J'ai reconduit les enfants au Mans, le 8 de ce mois. Léonie n'y est pas encore, j'ai remis cela au premier de l'an. Si je n'avais pas un si grand désir qu'elle fasse sa première Com­munion préparée par sa tante, elle n'irait jamais à la Visi­tation, mais je veux voir si notre soeur arrivera à la changer, comme je l'espère.

Céline ne va pas en classe; je la fais lire moi‑même. C'est une enfant si délicate que je suis obligée de la garder prés de moi. J'ai grand peur que, malgré tous mes soins, je ne puisse l'élever. Elle est presque toujours brûlante de fièvre; c'est une petite fille qui tourne absolument comme sa petite sœur Hélène.

Thérèse se porte toujours bien; elle est très forte et grande; elle se tient debout contre les chaises, je crois qu'elle marchera à son année.

Mon mari est allé à Lourdes avec le pèlerinage diocésain et nous a rapporté deux petites pierres détachées du rocher, à quelques mètres de la Grotte de l'Apparition. Il y avait une bonne femme qui tapait avec un marteau, mais elle avait beau taper, elle n'arrivait à rien. Louis le lui a pris et a réussi avec adresse à obtenir un morceau; tout le monde l'entourait à qui en aurait un fragment !

Cependant, un gardien l'a menacé d'aller chercher le Commissaire, et quand celui‑ci est arrivé, le bonhomme disait en montrant Louis: « C'est ce grand‑là, Monsieur le Commissaire. » Mais on ne lui a rien dit.

Il n'a pas vu de miracles.

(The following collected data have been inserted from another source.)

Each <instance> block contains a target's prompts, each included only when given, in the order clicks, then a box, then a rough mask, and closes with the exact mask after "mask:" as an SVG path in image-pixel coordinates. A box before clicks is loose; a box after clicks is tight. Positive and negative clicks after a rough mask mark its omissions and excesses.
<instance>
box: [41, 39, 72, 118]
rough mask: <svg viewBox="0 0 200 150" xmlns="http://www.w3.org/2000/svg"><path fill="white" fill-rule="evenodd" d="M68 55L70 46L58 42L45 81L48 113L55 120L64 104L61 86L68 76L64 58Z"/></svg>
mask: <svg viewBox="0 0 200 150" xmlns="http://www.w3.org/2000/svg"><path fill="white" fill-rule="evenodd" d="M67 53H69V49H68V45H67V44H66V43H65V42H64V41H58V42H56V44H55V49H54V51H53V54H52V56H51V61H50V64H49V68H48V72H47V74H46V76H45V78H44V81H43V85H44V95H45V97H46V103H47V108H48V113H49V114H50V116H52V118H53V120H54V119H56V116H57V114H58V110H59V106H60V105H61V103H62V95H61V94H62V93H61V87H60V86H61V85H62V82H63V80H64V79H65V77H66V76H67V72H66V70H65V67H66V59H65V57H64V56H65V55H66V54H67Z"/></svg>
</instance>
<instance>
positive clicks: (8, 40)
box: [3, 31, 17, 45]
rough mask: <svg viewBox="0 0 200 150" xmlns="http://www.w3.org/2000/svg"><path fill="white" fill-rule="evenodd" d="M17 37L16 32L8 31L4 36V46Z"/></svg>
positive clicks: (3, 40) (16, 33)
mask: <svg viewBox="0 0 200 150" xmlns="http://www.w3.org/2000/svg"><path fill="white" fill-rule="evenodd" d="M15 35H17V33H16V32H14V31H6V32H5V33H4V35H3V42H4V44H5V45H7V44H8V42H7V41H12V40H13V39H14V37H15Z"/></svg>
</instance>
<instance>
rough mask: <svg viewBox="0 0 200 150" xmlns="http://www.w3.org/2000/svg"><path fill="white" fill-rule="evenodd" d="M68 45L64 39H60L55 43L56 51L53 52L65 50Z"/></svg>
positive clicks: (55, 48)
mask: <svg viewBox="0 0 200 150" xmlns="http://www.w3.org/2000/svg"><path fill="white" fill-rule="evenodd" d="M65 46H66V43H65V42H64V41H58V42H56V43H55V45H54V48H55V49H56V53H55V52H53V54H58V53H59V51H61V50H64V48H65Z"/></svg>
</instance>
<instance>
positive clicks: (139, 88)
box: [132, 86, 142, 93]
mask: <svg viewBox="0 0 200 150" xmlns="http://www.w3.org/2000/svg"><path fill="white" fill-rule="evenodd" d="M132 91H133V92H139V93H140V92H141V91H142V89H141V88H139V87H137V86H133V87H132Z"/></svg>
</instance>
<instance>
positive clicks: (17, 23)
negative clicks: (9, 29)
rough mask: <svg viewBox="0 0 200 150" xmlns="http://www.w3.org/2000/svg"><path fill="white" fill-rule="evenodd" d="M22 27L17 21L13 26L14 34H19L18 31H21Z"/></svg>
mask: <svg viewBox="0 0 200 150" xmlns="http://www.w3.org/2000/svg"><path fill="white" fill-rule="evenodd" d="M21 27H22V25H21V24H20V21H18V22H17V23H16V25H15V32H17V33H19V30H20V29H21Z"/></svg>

Il était présent, lorsqu'une femme paralytique a été plongée dans la piscine. Un bon vieux pèlerin était assis sur un banc, tout près de la fontaine. Voyant que la malade ne guérissait point, il disait naïvement: « Ben,

dépêchez‑vous donc, ma bonne Sainte Vierge, allons, vous n'en finissez à rin ! » Il a eu beau dire, la femme n'a pas été guérie.

Quand les pèlerins sont revenus à Alençon, il y avait une foule énorme aux abords de la gare, tout le long de la route. Je n'ai pu aller au‑devant de Louis, et heureusement ! On aurait dit que je me doutais de ce qui allait arriver; les voyageurs portaient tous les insignes du pèlerinage.

Mon mari est sorti le premier, avec une petite croix rouge; attachée sur la poitrine; plusieurs l'ont apostrophé, d'autres ont ri; mais ce n'était rien, en comparaison de ce qui s'est passé dans la suite. Quand on a vu la plupart des pèlerins, ayant à leur cou des chapelets dont les grains étaient gros comme des marrons, on les a insultés de toutes manières; plusieurs ont été conduits au poste de police. Ils ne reve­naient cependant pas en procession, la Mairie l'avait défendu.

Mon cher Isidore, tu me dis adieu. Ce mot ne me plaît pas; tu crois donc qu'on ne se reverra plus ? Moi, je te dis au revoir, à bientôt. Je t'enverrai sous peu une belle et bonne oie.